In the comments field, she typed: "Process worked as documented. No issues."
She clicked [Submit].
The system thanked her for her feedback and informed her that her input would be used to "continuously improve the PROWESS experience."
Sarah closed her laptop.
She had learned the most important skill in the modern workplace: how to need nothing from anyone.
Epilogue: Six Months Later
Sarah was promoted to Designated Support Worker - Data Services.
Her queue currently has 83 open tickets.
Her Average Resolution Time is 4.7 days.
Her performance review is tomorrow.
She is, according to the metrics, "Meeting Expectations."
She has not edited a spreadsheet in four months.
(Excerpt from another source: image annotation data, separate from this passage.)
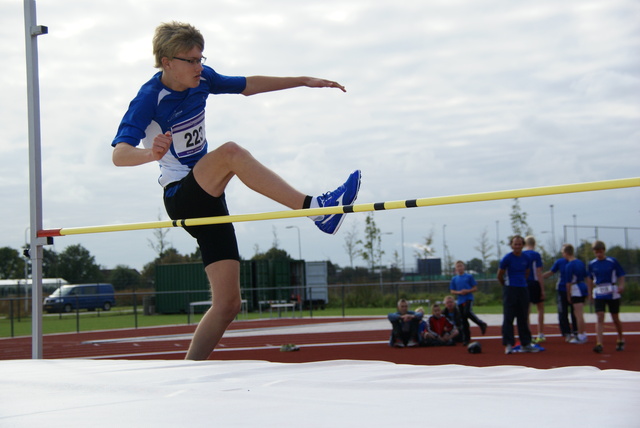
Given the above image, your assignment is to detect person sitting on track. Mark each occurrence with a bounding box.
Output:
[387,299,423,348]
[420,303,459,346]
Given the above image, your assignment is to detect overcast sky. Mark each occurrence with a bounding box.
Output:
[0,0,640,269]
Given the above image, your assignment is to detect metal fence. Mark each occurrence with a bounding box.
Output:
[0,274,640,337]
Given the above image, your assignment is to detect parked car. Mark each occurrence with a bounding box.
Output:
[44,284,116,313]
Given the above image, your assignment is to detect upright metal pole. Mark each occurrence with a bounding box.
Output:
[24,0,48,359]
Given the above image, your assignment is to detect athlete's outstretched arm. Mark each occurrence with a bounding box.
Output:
[242,76,347,96]
[112,132,171,166]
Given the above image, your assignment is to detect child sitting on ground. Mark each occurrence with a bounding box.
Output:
[420,303,459,346]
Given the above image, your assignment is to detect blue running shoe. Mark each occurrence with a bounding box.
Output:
[315,170,362,235]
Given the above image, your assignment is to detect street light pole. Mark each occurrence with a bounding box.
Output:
[400,217,405,275]
[442,224,447,275]
[285,226,302,260]
[549,204,556,256]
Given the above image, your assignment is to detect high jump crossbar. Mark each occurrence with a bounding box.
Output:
[38,177,640,238]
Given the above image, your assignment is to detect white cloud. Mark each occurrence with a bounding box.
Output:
[0,0,640,267]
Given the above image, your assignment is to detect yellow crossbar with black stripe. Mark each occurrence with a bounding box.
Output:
[38,177,640,237]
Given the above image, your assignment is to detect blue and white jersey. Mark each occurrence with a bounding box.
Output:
[523,250,543,284]
[500,252,531,287]
[111,65,247,187]
[550,257,569,292]
[449,272,477,305]
[565,259,589,297]
[589,257,625,299]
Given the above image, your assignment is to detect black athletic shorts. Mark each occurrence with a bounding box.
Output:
[593,299,620,314]
[164,170,240,267]
[571,296,587,304]
[527,280,542,303]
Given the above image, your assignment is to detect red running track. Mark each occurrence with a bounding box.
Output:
[0,318,640,371]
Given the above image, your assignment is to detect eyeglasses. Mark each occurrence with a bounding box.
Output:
[173,56,207,65]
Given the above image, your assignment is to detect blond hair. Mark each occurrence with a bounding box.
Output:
[153,21,204,68]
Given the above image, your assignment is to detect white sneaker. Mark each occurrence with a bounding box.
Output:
[522,343,540,352]
[569,334,587,345]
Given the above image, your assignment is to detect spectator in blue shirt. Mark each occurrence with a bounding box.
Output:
[543,257,578,342]
[587,241,625,353]
[498,235,540,354]
[449,260,487,345]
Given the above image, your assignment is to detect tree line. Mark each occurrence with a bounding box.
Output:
[0,199,640,290]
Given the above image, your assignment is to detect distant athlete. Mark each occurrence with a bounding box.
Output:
[522,235,546,343]
[449,260,487,345]
[498,235,540,354]
[562,244,589,344]
[112,22,360,360]
[587,241,625,353]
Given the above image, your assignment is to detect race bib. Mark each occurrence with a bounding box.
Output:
[171,111,207,158]
[595,284,613,296]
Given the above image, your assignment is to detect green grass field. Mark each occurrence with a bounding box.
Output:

LEGAL NOTICE AND DISCLAIMER

Be it known to all readers, prospective litigants, and weary HR drones that all scenarios, characters, dialogues, and corporate malfeasance contained herein are purely hypothetical constructs, presented "as is," without warranty of reality, veracity, or immunity from HR retribution. Any resemblance to actual persons—living, departed, or reluctantly employed—or to specific organizations, subsidiaries, holding companies, meetings, conference rooms, email domains, job titles, salary ranges, organizational hierarchies, corporate buzzwords, team-building exercises, quarterly objectives, performance metrics, bathroom conversations, water cooler gossip, Slack channels, shared drives, expense reports, parking assignments, cafeteria seating arrangements, or interdepartmental feuds is strictly the result of the reader's fertile imagination and in no way a matter of record, precedent, or admissible evidence.
Should any perspicacious sleuth discern veritable correlations to real-world events, such recognition is hereby declared purely fortuitous, coincidental, and entirely divorced from fact. This disclaimer serves the dual purpose of (a) shielding yours truly from frivolous lawsuits, needless performance improvement plans, and impromptu"we need to talk" meetings that could easily inspire an entire future blog post, and (b) maintaining plausible deniability for all parties involved.
Reader discretion is advised. The author assumes no liability for occupational hazards incurred through excessive pattern recognition.